Different Roads to Multicore Histogramming
CS 441/641 Lecture, Dr. Lawlor
Serial Histogram
This is the base case, and takes about 0.7 nanoseconds per data item on my Sandy Bridge quad core machine.
const int ndata=1000*1000;
int data[ndata];
const int ncores=4;
const int nhist=1000;
volatile int hist[nhist];
int build_histo(void) {
for (int d=0;d<ndata;d++) {
hist[data[d]]++;
}
return 0;
}
(Try this in NetRun now!)
Naive Parallelization Fail
Just slapping in an OpenMP pragma has two effects: the program gets way
slower, 4.6ns/item, and it also gets the wrong answer due to the
threads overwriting each others' work.
int build_histo(void) {
#pragma omp parallel for
for (int d=0;d<ndata;d++) {
hist[data[d]]++;
}
return 0;
}
(Try this in NetRun now!)
Adding Critical Section (Lock)
You can at least get the right answer by adding a critical section to
the increment. The only problem is we've actually destroyed all
the parallelism, and the cores now have to fight for the critical
section lock, so this takes 96 nanoseconds per element--over a 100x
slowdown!
OpenMP is amazingly lacking in a finer-grained lock primitive.

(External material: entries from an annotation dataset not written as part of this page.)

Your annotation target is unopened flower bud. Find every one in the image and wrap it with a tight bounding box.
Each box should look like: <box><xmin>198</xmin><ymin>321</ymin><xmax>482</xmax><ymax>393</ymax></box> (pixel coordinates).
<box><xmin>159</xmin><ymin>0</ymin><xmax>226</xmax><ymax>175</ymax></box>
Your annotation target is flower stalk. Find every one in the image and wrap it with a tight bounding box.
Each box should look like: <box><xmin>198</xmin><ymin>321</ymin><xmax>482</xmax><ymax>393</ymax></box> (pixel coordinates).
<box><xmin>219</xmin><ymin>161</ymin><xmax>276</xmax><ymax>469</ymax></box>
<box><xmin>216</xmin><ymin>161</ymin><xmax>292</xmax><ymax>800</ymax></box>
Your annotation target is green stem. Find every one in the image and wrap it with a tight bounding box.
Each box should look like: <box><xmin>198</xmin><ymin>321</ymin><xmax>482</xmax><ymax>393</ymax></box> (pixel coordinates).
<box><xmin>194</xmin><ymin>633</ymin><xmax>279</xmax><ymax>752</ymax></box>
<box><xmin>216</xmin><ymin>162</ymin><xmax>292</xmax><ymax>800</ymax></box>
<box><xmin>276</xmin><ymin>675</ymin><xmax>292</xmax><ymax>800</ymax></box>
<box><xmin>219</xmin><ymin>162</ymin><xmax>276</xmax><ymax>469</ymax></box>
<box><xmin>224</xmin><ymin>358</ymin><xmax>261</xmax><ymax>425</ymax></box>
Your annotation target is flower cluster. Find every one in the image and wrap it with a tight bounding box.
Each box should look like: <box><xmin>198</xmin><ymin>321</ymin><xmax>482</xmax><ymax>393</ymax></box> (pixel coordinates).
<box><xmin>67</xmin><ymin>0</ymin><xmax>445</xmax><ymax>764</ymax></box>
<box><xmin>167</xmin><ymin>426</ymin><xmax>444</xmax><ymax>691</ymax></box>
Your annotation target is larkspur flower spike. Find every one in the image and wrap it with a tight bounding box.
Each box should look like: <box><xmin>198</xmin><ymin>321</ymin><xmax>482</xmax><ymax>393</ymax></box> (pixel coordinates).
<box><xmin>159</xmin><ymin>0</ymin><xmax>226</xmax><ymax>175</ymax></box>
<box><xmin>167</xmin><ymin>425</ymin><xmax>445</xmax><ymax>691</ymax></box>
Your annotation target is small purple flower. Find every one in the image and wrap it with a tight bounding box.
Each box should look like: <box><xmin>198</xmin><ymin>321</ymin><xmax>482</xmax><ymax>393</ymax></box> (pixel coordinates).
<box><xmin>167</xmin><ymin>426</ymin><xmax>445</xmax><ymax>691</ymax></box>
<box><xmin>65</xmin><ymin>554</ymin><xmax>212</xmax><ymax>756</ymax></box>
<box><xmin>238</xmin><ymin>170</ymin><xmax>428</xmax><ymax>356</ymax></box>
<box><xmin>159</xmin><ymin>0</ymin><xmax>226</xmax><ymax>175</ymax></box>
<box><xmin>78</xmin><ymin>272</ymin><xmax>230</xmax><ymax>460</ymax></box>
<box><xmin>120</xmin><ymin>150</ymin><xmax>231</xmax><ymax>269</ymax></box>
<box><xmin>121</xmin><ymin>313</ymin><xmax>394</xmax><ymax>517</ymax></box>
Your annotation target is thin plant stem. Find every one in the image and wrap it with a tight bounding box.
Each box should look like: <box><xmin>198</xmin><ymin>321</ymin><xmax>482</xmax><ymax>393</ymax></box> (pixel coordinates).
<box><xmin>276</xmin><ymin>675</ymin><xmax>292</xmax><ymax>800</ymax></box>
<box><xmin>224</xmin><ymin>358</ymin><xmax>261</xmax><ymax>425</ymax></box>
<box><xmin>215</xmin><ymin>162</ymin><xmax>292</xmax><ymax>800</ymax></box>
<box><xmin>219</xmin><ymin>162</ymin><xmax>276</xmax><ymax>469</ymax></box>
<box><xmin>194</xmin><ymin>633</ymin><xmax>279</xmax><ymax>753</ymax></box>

Most other thread libraries support a "lock" or "mutex" (mutual
exclusion) data structure, so you could make an array of them to reduce
contention on the one big lock. This 'lock splitting' technique
can help reduce lock contention, but doesn't change the lock overhead,
which is typically dozens of nanoseconds.
int build_histo(void) {
#pragma omp parallel for
for (int d=0;d<ndata;d++) {
#pragma omp critical /* only one thread at a time here */
hist[data[d]]++;
}
return 0;
}
(Try this in NetRun now!)
Adding Atomic Access
The hardware actually supports 'atomic' multithread-safe versions of a
few instructions, like integer addition. This does some magic at
the cache line level to guarantee exclusive access. It's much
finer grained than a critical section, which excludes all processors,
so it's quite a bit faster, down to 6.1ns per element.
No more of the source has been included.